One of my favorite things about reading a good book is rummaging through its citations to look for more good books. It’s like paleo-wikipedia. Today’s find, from Jerry Davis’s last chapter in Managed by the Markets, is this interesting article from Harper’s on manipulations of macroeconomic statistics by Kevin Phillips. Much of the piece recounts interesting and politically salient examples of how technical changes in the calculation of key macroeconomic indicators – GDP, CPI (which tries to measure inflation), and the unemployment rate – led to “polyanna creep”. That is, successive administrations pushed the statistics to always make the economy look better, such that compared to 25 years earlier, the statistics of the 2000s reported inflation and unemployment as being far lower than they otherwise would have been.

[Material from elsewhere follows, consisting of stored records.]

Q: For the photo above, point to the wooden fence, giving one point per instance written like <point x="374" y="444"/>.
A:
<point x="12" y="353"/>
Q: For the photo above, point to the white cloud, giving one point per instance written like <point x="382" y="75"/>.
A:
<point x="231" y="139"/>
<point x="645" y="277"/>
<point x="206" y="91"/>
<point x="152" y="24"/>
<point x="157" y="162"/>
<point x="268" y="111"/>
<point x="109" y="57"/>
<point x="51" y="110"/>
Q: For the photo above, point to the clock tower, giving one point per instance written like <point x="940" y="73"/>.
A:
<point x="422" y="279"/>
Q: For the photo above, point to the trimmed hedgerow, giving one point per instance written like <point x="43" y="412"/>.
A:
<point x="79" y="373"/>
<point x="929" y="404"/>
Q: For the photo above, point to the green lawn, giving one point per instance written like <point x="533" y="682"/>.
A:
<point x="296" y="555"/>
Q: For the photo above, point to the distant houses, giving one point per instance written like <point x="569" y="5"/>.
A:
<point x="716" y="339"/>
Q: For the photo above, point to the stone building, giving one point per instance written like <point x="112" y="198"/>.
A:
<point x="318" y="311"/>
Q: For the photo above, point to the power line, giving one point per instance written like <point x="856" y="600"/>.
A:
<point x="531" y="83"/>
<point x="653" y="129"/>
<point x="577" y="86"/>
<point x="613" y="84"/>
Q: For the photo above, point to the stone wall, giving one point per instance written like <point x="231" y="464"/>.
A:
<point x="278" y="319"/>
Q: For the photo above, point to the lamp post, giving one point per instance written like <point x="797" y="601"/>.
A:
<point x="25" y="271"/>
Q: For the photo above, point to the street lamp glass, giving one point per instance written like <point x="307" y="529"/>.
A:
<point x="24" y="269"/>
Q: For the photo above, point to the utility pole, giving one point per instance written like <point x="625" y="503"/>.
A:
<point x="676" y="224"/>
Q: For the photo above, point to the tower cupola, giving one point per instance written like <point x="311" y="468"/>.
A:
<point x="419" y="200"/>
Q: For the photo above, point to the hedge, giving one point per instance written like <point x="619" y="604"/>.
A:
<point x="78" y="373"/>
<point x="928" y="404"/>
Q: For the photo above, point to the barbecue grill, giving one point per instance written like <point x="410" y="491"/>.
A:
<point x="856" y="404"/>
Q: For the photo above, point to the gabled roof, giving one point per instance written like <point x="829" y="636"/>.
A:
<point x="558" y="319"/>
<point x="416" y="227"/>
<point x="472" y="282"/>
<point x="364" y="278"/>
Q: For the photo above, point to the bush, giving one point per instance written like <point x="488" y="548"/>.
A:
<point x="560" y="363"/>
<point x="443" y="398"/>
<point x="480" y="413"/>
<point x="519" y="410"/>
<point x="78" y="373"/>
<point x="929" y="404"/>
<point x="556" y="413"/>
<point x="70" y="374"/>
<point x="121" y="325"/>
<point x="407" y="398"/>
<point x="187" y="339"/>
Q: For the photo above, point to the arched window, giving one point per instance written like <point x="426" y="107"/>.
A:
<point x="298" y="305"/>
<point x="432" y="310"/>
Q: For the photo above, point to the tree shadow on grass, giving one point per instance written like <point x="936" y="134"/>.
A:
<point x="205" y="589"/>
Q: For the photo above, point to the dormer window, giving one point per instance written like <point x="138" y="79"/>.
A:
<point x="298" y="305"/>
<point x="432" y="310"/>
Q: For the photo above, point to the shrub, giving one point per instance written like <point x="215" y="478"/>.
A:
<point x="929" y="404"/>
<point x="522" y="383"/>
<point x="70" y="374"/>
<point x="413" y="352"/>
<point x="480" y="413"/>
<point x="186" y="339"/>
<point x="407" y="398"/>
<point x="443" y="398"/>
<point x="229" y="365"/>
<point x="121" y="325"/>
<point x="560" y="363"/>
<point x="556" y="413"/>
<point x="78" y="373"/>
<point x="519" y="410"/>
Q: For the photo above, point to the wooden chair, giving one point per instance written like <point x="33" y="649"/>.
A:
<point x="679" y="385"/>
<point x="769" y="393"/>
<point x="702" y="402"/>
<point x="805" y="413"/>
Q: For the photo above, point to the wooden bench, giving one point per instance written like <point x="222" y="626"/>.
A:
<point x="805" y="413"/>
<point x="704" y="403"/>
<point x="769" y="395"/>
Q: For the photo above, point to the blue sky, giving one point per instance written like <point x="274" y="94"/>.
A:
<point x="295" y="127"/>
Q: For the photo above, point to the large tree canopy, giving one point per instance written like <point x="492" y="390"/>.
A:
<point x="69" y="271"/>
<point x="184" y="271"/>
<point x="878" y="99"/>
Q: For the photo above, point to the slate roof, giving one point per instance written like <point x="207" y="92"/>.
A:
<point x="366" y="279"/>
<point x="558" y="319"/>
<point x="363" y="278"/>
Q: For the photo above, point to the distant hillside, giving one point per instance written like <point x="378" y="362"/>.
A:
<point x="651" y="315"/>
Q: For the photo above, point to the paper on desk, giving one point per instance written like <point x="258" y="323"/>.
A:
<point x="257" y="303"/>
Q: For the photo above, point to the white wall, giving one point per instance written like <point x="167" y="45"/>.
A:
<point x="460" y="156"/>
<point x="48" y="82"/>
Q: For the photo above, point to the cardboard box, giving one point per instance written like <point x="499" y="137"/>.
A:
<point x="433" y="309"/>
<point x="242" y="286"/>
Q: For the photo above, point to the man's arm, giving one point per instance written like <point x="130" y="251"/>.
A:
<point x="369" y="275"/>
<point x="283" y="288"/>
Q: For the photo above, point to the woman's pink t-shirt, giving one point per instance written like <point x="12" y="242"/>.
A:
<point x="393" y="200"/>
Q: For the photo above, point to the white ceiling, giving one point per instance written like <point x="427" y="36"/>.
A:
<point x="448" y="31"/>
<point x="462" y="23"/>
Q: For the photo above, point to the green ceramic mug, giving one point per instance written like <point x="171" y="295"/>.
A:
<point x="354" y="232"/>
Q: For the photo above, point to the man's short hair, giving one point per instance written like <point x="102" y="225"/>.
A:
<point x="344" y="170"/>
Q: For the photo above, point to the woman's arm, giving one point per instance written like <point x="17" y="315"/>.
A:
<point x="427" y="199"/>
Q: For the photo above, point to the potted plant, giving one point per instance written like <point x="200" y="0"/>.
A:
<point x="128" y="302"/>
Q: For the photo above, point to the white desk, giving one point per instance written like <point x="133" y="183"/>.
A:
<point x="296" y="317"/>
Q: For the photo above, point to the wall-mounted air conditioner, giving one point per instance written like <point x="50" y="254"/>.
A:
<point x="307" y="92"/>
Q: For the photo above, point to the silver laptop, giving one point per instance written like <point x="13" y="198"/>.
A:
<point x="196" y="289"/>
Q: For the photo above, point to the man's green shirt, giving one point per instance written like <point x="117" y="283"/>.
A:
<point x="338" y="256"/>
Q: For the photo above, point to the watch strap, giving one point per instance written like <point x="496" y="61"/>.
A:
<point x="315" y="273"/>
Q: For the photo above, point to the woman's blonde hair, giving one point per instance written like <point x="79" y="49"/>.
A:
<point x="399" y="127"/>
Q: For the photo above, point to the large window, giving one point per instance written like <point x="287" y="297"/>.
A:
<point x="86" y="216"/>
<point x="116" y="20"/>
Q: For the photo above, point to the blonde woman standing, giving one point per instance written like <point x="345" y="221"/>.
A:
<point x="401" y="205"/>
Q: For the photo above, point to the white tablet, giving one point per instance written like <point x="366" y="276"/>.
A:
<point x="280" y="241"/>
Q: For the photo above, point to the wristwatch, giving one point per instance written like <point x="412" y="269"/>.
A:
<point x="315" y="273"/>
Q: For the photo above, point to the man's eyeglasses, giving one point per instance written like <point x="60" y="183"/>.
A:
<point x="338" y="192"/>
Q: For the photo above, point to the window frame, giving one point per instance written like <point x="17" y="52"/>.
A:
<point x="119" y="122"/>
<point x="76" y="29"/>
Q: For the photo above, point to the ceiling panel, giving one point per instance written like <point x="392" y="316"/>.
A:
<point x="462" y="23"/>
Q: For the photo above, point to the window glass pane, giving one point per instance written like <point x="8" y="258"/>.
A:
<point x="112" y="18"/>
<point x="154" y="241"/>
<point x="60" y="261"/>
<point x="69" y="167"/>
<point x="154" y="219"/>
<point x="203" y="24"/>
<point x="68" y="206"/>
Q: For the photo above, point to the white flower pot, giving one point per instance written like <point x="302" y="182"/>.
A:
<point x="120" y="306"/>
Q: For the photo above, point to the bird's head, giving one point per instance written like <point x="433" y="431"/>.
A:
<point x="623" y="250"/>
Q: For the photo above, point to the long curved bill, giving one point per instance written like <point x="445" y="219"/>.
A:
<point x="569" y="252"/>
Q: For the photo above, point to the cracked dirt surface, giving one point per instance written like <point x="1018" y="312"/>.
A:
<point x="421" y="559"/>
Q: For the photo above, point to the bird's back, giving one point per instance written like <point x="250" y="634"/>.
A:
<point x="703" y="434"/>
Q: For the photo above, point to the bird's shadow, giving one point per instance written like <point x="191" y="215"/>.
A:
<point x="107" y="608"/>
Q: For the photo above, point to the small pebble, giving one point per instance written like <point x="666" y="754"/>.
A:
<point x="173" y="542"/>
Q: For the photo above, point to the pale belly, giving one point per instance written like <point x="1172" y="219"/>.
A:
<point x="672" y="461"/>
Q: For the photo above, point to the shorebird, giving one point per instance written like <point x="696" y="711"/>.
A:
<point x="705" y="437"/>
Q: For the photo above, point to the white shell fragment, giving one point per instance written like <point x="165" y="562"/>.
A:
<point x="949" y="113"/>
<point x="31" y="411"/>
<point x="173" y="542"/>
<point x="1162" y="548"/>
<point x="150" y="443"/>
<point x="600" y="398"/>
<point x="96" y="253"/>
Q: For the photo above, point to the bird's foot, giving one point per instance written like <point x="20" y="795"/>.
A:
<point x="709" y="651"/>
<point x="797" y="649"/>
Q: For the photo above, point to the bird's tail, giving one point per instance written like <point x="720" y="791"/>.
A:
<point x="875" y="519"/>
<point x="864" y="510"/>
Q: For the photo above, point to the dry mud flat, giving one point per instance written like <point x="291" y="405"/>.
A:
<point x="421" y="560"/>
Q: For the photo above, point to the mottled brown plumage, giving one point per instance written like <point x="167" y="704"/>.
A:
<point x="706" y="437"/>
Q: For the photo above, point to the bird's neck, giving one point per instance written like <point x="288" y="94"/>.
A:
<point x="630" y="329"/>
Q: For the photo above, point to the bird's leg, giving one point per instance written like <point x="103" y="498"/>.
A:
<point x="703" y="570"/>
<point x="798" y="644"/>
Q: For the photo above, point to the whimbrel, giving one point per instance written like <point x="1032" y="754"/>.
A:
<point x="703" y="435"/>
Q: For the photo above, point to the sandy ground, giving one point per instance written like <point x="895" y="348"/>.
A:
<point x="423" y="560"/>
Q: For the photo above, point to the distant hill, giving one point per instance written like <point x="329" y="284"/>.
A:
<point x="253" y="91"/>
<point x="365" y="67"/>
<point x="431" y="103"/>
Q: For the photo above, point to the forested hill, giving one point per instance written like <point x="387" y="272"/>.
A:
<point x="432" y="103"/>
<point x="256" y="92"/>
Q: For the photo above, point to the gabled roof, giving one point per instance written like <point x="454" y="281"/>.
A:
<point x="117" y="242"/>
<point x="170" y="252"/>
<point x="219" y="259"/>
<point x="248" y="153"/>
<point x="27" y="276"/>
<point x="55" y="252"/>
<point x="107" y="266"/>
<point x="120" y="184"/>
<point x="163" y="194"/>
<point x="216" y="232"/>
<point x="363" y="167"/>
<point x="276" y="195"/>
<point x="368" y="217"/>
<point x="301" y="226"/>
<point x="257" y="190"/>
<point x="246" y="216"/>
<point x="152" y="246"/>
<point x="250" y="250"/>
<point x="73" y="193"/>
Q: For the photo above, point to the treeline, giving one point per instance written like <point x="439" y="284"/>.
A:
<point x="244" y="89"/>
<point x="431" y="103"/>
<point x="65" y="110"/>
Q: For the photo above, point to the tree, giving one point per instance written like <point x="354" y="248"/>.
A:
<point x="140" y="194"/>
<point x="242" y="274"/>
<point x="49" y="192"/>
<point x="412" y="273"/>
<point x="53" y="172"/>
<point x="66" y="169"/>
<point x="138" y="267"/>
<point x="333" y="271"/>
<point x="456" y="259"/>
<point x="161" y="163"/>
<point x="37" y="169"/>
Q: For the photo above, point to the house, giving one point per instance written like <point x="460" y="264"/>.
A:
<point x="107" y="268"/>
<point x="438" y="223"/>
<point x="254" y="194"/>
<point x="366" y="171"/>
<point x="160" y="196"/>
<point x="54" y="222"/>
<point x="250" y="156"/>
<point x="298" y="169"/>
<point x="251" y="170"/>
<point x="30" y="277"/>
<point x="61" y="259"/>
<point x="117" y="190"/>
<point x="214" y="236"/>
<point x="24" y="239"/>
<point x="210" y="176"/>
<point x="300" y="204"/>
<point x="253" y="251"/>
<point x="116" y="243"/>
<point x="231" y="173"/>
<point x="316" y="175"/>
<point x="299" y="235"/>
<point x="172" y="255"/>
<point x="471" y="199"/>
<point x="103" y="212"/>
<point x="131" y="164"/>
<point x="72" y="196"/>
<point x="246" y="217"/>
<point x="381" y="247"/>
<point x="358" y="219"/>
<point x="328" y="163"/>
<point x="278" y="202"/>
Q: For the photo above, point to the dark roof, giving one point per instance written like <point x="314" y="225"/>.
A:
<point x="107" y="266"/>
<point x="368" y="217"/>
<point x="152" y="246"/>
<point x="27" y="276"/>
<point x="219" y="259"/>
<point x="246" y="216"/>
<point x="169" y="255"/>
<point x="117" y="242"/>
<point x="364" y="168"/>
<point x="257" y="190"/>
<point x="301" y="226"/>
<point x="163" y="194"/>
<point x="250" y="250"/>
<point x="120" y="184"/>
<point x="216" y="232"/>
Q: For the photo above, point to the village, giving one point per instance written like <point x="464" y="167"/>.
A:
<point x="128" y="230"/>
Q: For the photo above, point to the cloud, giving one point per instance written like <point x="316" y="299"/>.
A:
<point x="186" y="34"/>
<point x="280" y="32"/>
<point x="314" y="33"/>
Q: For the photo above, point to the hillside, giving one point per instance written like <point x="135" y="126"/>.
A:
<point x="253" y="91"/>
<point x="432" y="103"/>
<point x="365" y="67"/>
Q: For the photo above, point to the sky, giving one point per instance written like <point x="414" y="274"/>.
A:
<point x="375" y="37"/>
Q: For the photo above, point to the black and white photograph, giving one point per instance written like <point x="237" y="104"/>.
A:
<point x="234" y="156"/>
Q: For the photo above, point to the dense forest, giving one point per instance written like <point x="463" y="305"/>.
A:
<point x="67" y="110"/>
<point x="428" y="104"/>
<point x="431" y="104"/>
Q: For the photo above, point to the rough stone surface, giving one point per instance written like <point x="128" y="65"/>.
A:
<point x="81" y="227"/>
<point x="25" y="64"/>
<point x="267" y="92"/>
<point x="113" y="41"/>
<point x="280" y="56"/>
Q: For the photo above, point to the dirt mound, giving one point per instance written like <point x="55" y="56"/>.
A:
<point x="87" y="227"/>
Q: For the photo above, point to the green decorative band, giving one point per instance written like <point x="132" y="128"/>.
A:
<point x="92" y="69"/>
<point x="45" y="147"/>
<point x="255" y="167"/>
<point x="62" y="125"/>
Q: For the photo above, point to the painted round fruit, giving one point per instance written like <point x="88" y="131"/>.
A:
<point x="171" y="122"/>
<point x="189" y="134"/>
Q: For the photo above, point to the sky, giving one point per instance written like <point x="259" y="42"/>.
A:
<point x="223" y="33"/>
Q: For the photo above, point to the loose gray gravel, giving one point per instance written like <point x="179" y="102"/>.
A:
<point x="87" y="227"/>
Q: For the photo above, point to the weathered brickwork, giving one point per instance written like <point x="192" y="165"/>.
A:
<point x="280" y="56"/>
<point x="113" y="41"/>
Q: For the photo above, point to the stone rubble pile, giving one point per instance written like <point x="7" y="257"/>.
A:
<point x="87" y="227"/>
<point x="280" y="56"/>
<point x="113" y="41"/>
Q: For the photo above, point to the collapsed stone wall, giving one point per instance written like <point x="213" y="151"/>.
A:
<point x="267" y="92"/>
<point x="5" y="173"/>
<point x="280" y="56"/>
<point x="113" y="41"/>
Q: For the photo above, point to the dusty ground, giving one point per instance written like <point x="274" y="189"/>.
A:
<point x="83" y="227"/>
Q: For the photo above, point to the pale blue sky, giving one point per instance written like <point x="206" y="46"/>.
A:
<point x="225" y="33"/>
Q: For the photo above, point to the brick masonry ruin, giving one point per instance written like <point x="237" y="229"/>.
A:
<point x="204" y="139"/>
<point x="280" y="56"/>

I have a lengthier take on the whole problem – which hopefully may someday be part of an article or dissertation chapter – involving the idea of technopolitics, and the problem with forgetting that statistics are always everywhere political tools and never technical measures of an objective underlying reality, but for this quick post I just want to highlight an interesting connection between measurements of inflation the mortgage crisis. So, story part I goes back to the Reagan administration and changes made in the CPI that helped lower interest rates:
In 1983, under the Reagan Administration, inflation was further finagled when the Bureau of Labor Statistics decided that housing, too, was overstating the Consumer Price Index; the BLS substituted an entirely different “Owner Equivalent Rent” measurement, based on what a homeowner might get for renting his or her house. This methodology, controversial at the time but still in place today, simply sidestepped what was happening in the real world of homeowner costs.
But, as we know from (good citation needed), rental prices and home prices diverged fairly dramatically in the past few years. That’s one of the signs we missed in the whole housing price bubble. Because the house price wasn’t in the CPI any more, the measure was lower than it would have been and thus interest rates were lower, which in turn fueled the bubble, as Phillips notes (citing a law professor):
As Robert Hardaway, a professor at the University of Denver, pointed out last September , the subprime lending crisis “can be directly traced back to the  BLS decision to exclude the price of housing from the CPI. . . . With the illusion of low inflation inducing lenders to offer 6 percent loans, not only has speculation run rampant on the expectations of ever-rising home prices, but home buyers by the millions have been tricked into buying homes even though they only qualified for the teaser rates.”